House stood shakily and took the robe Foreman offered him, slipping it over his shoulders as he shivered. It wasn't the cold that made him tremble, but some after effect of his sudden ejection from Walter's mind.

He glanced over at the old scientist lying on the slab. He was awake, his compatriots gathered around him and celebrating his return. He tried to rise up but seemed tired and lethargic. House sympathized.

House gathered up his clothes and dressed himself, keeping his distance from the patient and his family. As he slipped on his sports jacket Agent Dunham approached him.

"Doctor House?" She smiled weakly, as if she was about offer an apology. "You understand that you can't tell anyone about Walter's work, or about Fringe Division. I'm sure that's clear."

"Doctor House understands," Foreman said as he looked to House, who smirked but nodded. "National security and all that."

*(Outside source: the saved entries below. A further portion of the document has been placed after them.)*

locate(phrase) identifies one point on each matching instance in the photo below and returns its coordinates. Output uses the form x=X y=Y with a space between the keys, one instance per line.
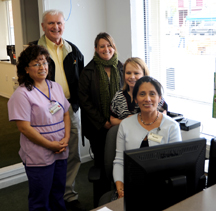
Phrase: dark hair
x=147 y=79
x=107 y=37
x=26 y=56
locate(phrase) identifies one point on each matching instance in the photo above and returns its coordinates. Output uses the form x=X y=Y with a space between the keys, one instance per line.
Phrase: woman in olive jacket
x=98 y=83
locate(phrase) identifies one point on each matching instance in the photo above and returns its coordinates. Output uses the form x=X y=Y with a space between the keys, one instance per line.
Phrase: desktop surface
x=204 y=200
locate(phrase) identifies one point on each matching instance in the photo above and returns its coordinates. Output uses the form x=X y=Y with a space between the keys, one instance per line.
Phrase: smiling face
x=132 y=74
x=38 y=69
x=53 y=27
x=147 y=97
x=104 y=49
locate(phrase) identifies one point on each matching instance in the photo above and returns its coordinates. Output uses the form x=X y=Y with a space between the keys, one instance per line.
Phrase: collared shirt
x=56 y=53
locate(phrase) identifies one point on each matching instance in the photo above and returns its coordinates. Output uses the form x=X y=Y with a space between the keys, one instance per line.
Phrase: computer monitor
x=212 y=164
x=158 y=177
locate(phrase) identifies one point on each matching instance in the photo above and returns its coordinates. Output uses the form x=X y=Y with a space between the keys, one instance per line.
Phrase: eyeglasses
x=39 y=64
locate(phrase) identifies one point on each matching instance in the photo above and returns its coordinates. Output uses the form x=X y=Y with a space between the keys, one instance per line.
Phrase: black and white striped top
x=121 y=105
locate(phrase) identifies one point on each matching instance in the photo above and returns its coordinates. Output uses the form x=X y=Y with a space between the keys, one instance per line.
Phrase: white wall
x=3 y=34
x=118 y=24
x=7 y=72
x=88 y=18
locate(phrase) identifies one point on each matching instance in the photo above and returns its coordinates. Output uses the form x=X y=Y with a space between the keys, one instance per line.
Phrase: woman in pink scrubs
x=40 y=110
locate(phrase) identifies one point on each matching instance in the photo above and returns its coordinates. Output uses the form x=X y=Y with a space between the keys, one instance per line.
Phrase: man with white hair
x=66 y=66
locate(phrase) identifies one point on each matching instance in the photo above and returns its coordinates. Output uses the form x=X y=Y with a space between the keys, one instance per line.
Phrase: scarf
x=107 y=88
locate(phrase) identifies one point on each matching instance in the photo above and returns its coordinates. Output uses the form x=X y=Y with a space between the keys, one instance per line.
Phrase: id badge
x=155 y=137
x=54 y=107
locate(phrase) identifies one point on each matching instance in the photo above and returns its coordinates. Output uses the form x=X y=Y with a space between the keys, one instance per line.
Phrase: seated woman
x=123 y=104
x=145 y=129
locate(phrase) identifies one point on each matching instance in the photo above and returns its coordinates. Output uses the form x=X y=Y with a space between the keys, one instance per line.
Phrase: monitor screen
x=157 y=177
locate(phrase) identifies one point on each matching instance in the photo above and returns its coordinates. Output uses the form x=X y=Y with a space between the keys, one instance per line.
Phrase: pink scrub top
x=33 y=106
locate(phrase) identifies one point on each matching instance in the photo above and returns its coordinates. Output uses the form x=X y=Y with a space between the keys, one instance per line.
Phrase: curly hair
x=29 y=54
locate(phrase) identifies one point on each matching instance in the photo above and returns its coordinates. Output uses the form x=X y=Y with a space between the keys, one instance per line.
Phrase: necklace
x=150 y=122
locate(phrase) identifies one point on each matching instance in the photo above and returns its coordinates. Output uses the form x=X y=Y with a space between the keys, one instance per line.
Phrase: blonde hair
x=136 y=62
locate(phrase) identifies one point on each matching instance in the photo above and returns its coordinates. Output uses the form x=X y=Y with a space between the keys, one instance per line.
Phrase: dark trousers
x=47 y=186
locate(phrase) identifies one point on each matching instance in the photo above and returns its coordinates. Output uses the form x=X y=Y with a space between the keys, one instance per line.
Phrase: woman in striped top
x=123 y=104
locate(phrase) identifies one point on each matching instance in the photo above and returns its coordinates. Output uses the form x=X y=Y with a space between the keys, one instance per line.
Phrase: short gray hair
x=51 y=12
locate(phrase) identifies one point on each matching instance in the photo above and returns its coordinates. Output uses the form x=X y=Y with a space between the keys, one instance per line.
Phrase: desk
x=117 y=205
x=204 y=200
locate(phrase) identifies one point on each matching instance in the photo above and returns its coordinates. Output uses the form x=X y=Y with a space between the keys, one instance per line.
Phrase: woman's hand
x=58 y=146
x=107 y=125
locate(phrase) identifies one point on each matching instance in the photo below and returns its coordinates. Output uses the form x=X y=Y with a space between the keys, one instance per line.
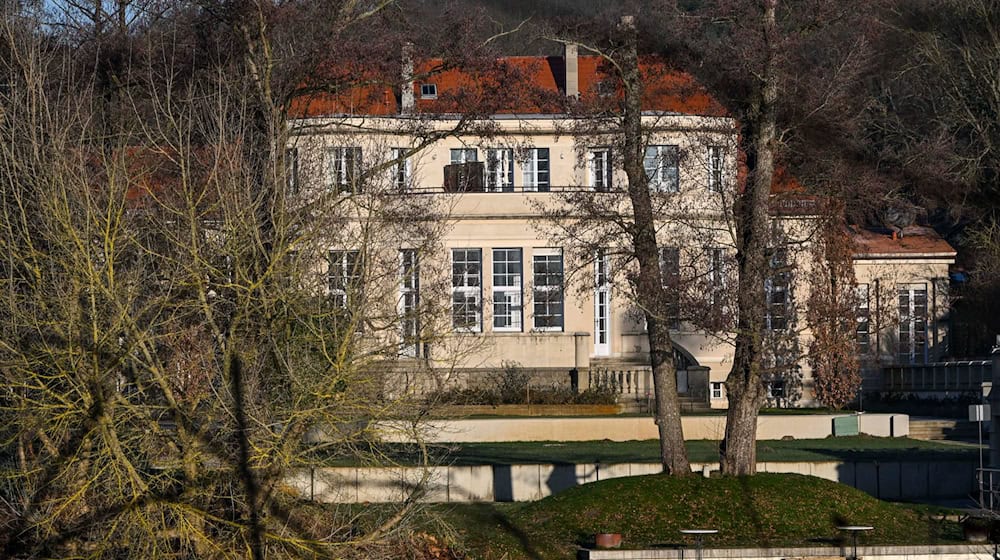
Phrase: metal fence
x=938 y=376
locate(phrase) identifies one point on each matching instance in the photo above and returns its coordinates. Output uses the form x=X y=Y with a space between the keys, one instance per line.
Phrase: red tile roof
x=515 y=84
x=915 y=240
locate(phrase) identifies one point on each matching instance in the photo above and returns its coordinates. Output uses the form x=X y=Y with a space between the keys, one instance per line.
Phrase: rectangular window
x=717 y=277
x=536 y=170
x=670 y=275
x=409 y=303
x=602 y=304
x=548 y=289
x=464 y=155
x=862 y=331
x=660 y=163
x=507 y=275
x=777 y=288
x=466 y=289
x=343 y=169
x=500 y=170
x=400 y=170
x=292 y=171
x=343 y=277
x=776 y=388
x=715 y=168
x=912 y=324
x=599 y=162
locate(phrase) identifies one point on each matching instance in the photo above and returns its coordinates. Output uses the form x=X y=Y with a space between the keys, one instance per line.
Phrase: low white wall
x=712 y=427
x=933 y=552
x=888 y=480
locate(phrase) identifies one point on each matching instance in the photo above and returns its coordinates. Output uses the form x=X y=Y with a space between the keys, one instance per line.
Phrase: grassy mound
x=765 y=510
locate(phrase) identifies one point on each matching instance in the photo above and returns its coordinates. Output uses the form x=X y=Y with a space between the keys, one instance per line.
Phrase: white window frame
x=343 y=167
x=716 y=161
x=534 y=178
x=717 y=264
x=599 y=169
x=344 y=270
x=409 y=303
x=499 y=170
x=778 y=281
x=401 y=171
x=507 y=289
x=716 y=388
x=292 y=184
x=542 y=292
x=914 y=321
x=463 y=155
x=862 y=332
x=602 y=303
x=670 y=276
x=662 y=166
x=468 y=285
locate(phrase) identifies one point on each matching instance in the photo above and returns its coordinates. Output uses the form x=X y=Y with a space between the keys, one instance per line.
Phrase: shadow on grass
x=486 y=515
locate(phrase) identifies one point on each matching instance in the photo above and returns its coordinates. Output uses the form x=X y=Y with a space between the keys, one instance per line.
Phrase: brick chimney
x=407 y=103
x=572 y=71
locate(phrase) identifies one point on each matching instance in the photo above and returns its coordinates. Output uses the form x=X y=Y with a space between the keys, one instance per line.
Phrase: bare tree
x=192 y=313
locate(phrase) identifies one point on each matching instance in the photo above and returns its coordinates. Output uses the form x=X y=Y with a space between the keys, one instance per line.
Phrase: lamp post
x=854 y=530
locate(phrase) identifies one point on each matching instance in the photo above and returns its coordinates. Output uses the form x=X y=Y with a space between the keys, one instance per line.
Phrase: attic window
x=606 y=88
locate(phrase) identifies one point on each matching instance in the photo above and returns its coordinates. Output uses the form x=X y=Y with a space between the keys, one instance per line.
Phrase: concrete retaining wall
x=798 y=426
x=934 y=552
x=519 y=483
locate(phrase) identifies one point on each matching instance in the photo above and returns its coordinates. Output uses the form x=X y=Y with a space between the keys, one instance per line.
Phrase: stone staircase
x=939 y=429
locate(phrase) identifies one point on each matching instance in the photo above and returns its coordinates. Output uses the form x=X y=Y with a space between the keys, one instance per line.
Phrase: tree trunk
x=744 y=386
x=649 y=283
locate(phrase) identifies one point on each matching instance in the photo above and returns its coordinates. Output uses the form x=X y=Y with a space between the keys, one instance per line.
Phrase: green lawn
x=649 y=511
x=859 y=448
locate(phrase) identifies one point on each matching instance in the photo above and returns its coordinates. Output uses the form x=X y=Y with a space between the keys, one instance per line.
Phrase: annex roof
x=913 y=241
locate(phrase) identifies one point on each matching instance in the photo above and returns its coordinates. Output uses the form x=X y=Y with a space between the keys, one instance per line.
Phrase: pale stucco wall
x=710 y=427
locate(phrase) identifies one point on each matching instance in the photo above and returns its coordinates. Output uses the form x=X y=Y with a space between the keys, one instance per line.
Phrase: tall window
x=463 y=155
x=717 y=275
x=343 y=277
x=863 y=329
x=409 y=303
x=777 y=291
x=466 y=289
x=536 y=170
x=670 y=275
x=715 y=168
x=343 y=169
x=912 y=324
x=507 y=275
x=660 y=163
x=548 y=292
x=292 y=171
x=401 y=170
x=599 y=162
x=602 y=304
x=500 y=170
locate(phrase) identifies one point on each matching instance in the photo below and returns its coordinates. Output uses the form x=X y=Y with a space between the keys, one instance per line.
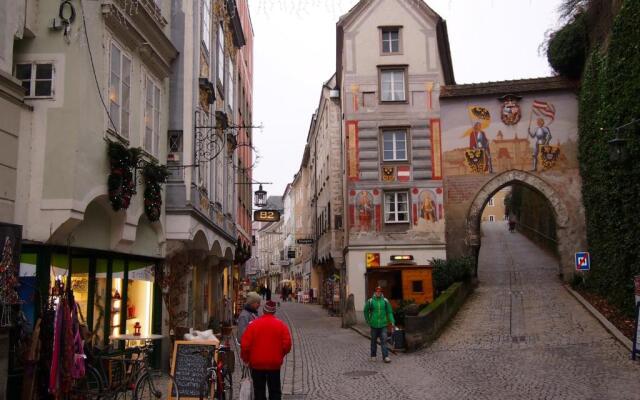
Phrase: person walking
x=249 y=313
x=263 y=347
x=379 y=316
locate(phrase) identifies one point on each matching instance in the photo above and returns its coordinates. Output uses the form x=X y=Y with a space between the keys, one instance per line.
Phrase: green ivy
x=568 y=46
x=610 y=97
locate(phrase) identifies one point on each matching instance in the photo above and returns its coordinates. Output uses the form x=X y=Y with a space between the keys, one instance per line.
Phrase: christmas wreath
x=121 y=183
x=154 y=176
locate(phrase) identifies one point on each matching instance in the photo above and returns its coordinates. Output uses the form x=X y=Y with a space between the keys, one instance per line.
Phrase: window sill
x=117 y=136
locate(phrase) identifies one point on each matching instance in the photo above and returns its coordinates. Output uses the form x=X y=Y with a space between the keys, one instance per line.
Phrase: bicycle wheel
x=156 y=385
x=227 y=386
x=89 y=387
x=205 y=390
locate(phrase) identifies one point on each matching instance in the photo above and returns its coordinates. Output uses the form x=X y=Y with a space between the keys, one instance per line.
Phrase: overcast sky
x=294 y=53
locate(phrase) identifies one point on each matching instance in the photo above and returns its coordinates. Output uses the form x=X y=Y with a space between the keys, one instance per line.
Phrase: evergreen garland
x=121 y=183
x=154 y=176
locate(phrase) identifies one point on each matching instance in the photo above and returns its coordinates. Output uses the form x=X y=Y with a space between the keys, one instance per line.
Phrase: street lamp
x=260 y=197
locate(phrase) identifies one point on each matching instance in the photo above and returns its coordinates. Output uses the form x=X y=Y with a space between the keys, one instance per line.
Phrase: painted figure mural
x=541 y=134
x=542 y=138
x=364 y=210
x=479 y=156
x=428 y=207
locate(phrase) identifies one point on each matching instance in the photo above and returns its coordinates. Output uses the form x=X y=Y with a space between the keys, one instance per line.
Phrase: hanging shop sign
x=266 y=215
x=373 y=260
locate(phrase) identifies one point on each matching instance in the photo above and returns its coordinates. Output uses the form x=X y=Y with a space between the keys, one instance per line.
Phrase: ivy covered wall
x=609 y=98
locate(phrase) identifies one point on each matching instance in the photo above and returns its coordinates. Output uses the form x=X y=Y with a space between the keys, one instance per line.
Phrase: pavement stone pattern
x=519 y=336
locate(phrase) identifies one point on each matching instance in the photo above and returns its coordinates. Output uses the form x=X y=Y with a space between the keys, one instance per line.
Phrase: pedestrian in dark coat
x=264 y=344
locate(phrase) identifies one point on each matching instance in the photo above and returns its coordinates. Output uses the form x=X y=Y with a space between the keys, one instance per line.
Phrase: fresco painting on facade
x=364 y=210
x=352 y=150
x=529 y=147
x=436 y=149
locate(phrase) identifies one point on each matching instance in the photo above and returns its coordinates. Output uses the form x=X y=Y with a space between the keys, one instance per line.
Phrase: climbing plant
x=608 y=99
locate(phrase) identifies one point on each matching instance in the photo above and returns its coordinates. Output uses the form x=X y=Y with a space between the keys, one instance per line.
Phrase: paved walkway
x=520 y=336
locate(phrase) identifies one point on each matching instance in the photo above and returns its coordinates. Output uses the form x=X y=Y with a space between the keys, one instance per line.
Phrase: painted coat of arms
x=475 y=160
x=510 y=111
x=549 y=155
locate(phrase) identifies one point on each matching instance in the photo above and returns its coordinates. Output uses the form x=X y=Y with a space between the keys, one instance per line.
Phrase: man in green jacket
x=379 y=316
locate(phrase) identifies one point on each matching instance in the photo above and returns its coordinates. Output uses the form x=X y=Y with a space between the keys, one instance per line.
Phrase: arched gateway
x=499 y=134
x=536 y=183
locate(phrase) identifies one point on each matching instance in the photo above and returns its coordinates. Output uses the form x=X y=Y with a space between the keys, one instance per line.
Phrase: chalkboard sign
x=188 y=369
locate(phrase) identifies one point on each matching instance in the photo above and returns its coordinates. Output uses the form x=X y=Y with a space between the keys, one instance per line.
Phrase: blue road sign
x=583 y=261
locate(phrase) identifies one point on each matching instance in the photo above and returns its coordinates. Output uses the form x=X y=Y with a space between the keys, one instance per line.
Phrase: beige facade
x=392 y=58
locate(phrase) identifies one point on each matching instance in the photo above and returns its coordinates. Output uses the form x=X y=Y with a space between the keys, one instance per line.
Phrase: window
x=394 y=144
x=390 y=40
x=119 y=91
x=206 y=24
x=220 y=54
x=396 y=207
x=151 y=117
x=37 y=78
x=392 y=87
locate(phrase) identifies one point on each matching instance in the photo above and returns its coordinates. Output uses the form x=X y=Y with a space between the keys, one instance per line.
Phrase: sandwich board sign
x=583 y=261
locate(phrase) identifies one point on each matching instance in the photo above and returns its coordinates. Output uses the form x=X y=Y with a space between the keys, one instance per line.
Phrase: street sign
x=583 y=261
x=266 y=215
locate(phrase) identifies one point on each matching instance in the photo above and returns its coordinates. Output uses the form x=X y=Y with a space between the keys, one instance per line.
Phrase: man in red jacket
x=264 y=344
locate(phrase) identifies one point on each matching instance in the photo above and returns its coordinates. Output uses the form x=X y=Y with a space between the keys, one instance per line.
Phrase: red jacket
x=265 y=343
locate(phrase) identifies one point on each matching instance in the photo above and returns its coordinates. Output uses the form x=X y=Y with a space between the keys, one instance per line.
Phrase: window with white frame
x=206 y=24
x=220 y=54
x=390 y=40
x=394 y=145
x=396 y=207
x=392 y=86
x=151 y=117
x=230 y=87
x=119 y=90
x=36 y=78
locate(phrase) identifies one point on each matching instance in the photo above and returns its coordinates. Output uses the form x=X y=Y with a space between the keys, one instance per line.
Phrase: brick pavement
x=520 y=336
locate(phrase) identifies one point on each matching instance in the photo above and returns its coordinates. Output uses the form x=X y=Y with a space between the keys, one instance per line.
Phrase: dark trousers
x=270 y=379
x=382 y=334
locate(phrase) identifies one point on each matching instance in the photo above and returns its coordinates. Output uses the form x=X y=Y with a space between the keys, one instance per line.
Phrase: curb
x=359 y=331
x=625 y=341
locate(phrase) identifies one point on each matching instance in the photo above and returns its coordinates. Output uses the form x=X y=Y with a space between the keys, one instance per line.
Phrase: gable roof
x=442 y=36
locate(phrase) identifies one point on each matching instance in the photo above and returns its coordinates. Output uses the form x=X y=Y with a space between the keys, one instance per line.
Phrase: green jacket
x=378 y=312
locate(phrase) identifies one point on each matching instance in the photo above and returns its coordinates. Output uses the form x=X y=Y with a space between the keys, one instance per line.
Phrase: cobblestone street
x=520 y=336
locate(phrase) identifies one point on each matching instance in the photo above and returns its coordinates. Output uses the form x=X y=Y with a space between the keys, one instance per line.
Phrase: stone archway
x=560 y=211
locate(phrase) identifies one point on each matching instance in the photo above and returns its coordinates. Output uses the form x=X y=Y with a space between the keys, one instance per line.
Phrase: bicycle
x=218 y=384
x=125 y=375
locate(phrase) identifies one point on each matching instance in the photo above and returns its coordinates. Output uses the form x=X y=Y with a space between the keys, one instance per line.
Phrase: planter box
x=426 y=326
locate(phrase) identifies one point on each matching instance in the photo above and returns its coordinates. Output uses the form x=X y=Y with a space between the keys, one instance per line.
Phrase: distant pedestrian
x=248 y=313
x=268 y=293
x=264 y=344
x=379 y=315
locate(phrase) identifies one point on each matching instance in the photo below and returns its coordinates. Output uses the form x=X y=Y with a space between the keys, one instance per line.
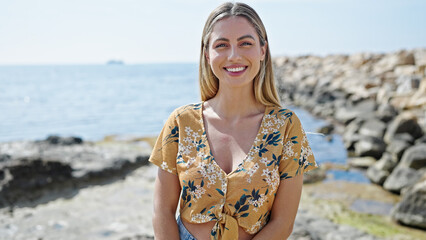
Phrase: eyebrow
x=238 y=39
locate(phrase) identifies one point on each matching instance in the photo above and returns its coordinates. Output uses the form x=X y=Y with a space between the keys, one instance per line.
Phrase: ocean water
x=93 y=101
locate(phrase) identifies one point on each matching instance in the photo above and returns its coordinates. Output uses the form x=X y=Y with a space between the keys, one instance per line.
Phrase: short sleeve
x=297 y=156
x=165 y=150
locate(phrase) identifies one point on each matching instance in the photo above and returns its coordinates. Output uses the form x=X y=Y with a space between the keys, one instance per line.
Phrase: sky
x=165 y=31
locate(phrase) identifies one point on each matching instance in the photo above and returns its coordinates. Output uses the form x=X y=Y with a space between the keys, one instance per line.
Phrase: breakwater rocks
x=34 y=171
x=378 y=103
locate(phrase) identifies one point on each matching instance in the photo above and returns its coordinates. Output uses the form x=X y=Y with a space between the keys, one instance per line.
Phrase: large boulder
x=380 y=170
x=398 y=145
x=403 y=123
x=386 y=112
x=373 y=128
x=364 y=109
x=361 y=162
x=370 y=146
x=400 y=178
x=411 y=210
x=415 y=157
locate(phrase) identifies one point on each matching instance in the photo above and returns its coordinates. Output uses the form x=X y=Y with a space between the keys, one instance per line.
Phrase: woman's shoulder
x=280 y=112
x=188 y=111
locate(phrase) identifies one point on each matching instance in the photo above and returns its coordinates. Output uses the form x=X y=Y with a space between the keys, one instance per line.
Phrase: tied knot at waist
x=225 y=228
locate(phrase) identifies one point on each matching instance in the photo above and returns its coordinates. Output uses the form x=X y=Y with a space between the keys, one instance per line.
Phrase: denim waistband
x=184 y=234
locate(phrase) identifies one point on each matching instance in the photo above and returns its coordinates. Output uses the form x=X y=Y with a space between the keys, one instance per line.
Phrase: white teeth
x=239 y=69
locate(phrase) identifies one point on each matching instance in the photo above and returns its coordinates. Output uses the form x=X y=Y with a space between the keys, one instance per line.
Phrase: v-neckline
x=208 y=143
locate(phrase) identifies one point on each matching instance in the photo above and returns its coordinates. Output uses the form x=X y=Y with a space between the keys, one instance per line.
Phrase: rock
x=401 y=177
x=63 y=140
x=390 y=61
x=361 y=162
x=407 y=84
x=376 y=175
x=33 y=168
x=397 y=147
x=403 y=123
x=315 y=175
x=421 y=140
x=386 y=112
x=327 y=129
x=370 y=146
x=420 y=57
x=411 y=210
x=364 y=109
x=350 y=134
x=373 y=128
x=415 y=157
x=387 y=162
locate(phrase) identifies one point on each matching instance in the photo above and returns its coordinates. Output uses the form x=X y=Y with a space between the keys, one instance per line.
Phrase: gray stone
x=411 y=210
x=36 y=167
x=346 y=115
x=415 y=157
x=401 y=177
x=376 y=175
x=370 y=146
x=386 y=112
x=404 y=137
x=327 y=129
x=397 y=147
x=404 y=123
x=387 y=162
x=361 y=162
x=373 y=128
x=421 y=140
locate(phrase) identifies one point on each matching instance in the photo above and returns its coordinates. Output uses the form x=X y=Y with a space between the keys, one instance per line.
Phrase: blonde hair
x=265 y=91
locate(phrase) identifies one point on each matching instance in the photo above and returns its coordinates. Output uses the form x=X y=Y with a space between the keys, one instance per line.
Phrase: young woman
x=235 y=161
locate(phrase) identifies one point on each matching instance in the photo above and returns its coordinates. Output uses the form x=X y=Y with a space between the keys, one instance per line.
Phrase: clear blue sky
x=139 y=31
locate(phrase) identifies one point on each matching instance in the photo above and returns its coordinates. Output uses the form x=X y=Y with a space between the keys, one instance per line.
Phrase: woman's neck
x=235 y=103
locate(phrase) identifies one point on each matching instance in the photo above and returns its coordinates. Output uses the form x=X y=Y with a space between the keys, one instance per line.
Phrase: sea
x=94 y=101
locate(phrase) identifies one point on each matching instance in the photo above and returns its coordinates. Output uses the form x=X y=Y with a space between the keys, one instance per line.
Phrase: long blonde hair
x=265 y=91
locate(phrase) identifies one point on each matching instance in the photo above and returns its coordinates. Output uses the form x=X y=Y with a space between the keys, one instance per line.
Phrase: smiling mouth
x=235 y=69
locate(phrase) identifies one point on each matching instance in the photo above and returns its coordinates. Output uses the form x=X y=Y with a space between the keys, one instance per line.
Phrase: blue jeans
x=184 y=234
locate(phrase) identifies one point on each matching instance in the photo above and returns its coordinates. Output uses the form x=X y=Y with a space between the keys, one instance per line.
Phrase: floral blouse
x=245 y=196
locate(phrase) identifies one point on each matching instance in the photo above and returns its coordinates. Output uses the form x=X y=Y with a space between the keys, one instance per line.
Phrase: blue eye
x=220 y=45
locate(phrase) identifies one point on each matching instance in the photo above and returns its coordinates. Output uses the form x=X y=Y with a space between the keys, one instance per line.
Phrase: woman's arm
x=166 y=197
x=284 y=210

"Good, good." Olivia smiled again, more genuine this time. "I'm glad we all understand. Do you need me to call for a ride? The Bureau is happy to take you to their airport?"

"That'll be fine."

Olivia pulled out her cellphone and began making arrangements as Foreman and House made their way to the door. House stopped on the threshold and looked back at Walter's lab, at all of the neat things he was never going to get to play with. His jaw tightened and his eyes grew soft and wet as he took a long last look at the sensory deprivation and contemplate all of the mysteries he could unlock with it. He wondered most of all why he had still needed his cane inside Walter's mind. Wilson would have something to say about that, if only he could tell Wilson.

Walter glanced towards House and their eyes met. The old man smiled warmly at the sight of House's forelorn look, mistaking it for sorrow at the parting of friends, and silently mouthed the words: "Thank you."

House smirked and stepped into the hall, twirling his cane as he went.